The Visual Spatial Reasoning (VSR) corpus is a collection of caption-image pairs with true/false labels. Each caption describes the spatial relation of two individual objects in the image, and a vision-language model (VLM) needs to judge whether the caption is correctly describing the image (True) or not (False). Below are a few examples.
The cat is behind the laptop. (True) | The cow is ahead of the person. (False) | The cake is at the edge of the dining table. (True) | The horse is left of the person. (False) |
---|---|---|---|
Understanding spatial relations is fundamental to achieve intelligence. Existing vision-language reasoning datasets are great but they compose multiple types of challenges and can thus conflate different sources of error. The VSR corpus focuses specifically on spatial relations so we can have accurate diagnosis and maximum interpretability.
Below are baselines' by-relation performances on VSR (random split). More data != better performance. The relations are sorted by frequencies from left to right. The VLMs' by-relation performances have little correlation with relation frequency, meaning that more training data do not necessarily lead to better performance.

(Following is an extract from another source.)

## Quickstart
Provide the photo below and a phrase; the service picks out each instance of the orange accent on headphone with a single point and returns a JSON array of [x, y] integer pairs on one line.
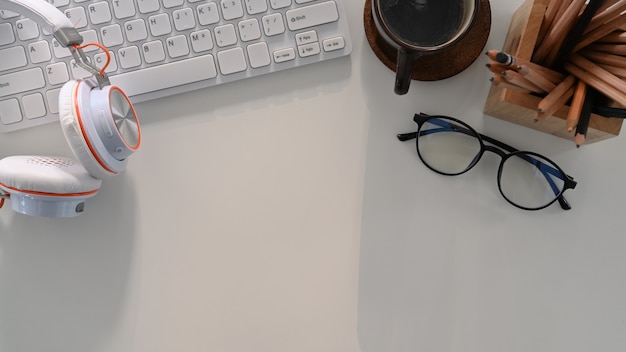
[[49, 194], [82, 131]]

Understanding object orientation is hard. After classifying spatial relations into meta-categories, we can clearly see that all models are at chance level for "orientation"-related relations (such as "facing", "facing away from", "parallel to", etc.).
For more findings and takeways including zero-shot split performance. check out our paper!
The VSR corpus, after validation, contains 10,119 data points with high agreement. On top of these, we create two splits (1) random split and (2) zero-shot split. For random split, we randomly split all data points into train, development, and test sets. Zero-shot split makes sure that train, development and test sets have no overlap of concepts (i.e., if dog is in test set, it is not used for training and development). Below are some basic statistics of the two splits.
split | train | dev | test | total |
---|---|---|---|---|
random | 7,083 | 1,012 | 2,024 | 10,119 |
zero-shot | 5,440 | 259 | 731 | 6,430 |
Check out data/
for more details.
We test three baselines, all supported in huggingface. They are VisualBERT (Li et al. 2019), LXMERT (Tan and Bansal, 2019) and ViLT (Kim et al. 2021).
model | random split | zero-shot |
---|---|---|
human | 95.4 | 95.4 |
VisualBERT | 57.4 | 54.0 |
LXMERT | 72.5 | 63.2 |
ViLT | 71.0 | 62.4 |
See data/
folder's readme. Images should be saved under data/images/
.
Depending on your system configuration and CUDA version, you might need two sets of environment: one environment for feature extraction (i.e, "Extract visual embeddings" section below) and one environment for all other experiments. You can install feature extraction environment by running feature_extraction/feature_extraction_environment.sh
(specifically, feature extraction requires detectron2==0.5, CUDA==11.1 and torch==1.8). The default configuration for running other things can be found in requirements.txt
.
For VisualBERT and LXMERT, we need to first extract visual embeddings using pre-trained object detectors. This can be done through
bash feature_extraction/lxmert/extract.sh
VisualBERT feature extraction is done similarly by replacing lxmert
with visualbert
. The features will be stored under data/features/
and automatically loaded when running training and evaluation scripts of LXMERT and VisualBERT. The feature extraction codes are modified from huggingface examples here (for VisualBERT) and here (for LXMERT).
scripts/
contain some example bash scripts for training and evaluation. For example, the following script trains LXMERT on the random split:
bash scripts/lxmert_train.sh 0
where 0
denotes device index. Configurations such as checkpoint saving address can be modified in the script.
Similarly, evaluating the obtained LXMERT model can be done by running:
bash scripts/lxmert_eval.sh 0
Configurations such as checkpoint reading address can be modified in the script.
In analysis_scripts/
you can checkout how to print out by-relation and by-meta-category accuracies.
If you find VSR useful:
@article{Liu2022VisualSR,
title={Visual Spatial Reasoning},
author={Fangyu Liu and Guy Edward Toh Emerson and Nigel Collier},
journal={ArXiv},
year={2022},
volume={abs/2205.00363}
}
This project is licensed under the Apache-2.0 License.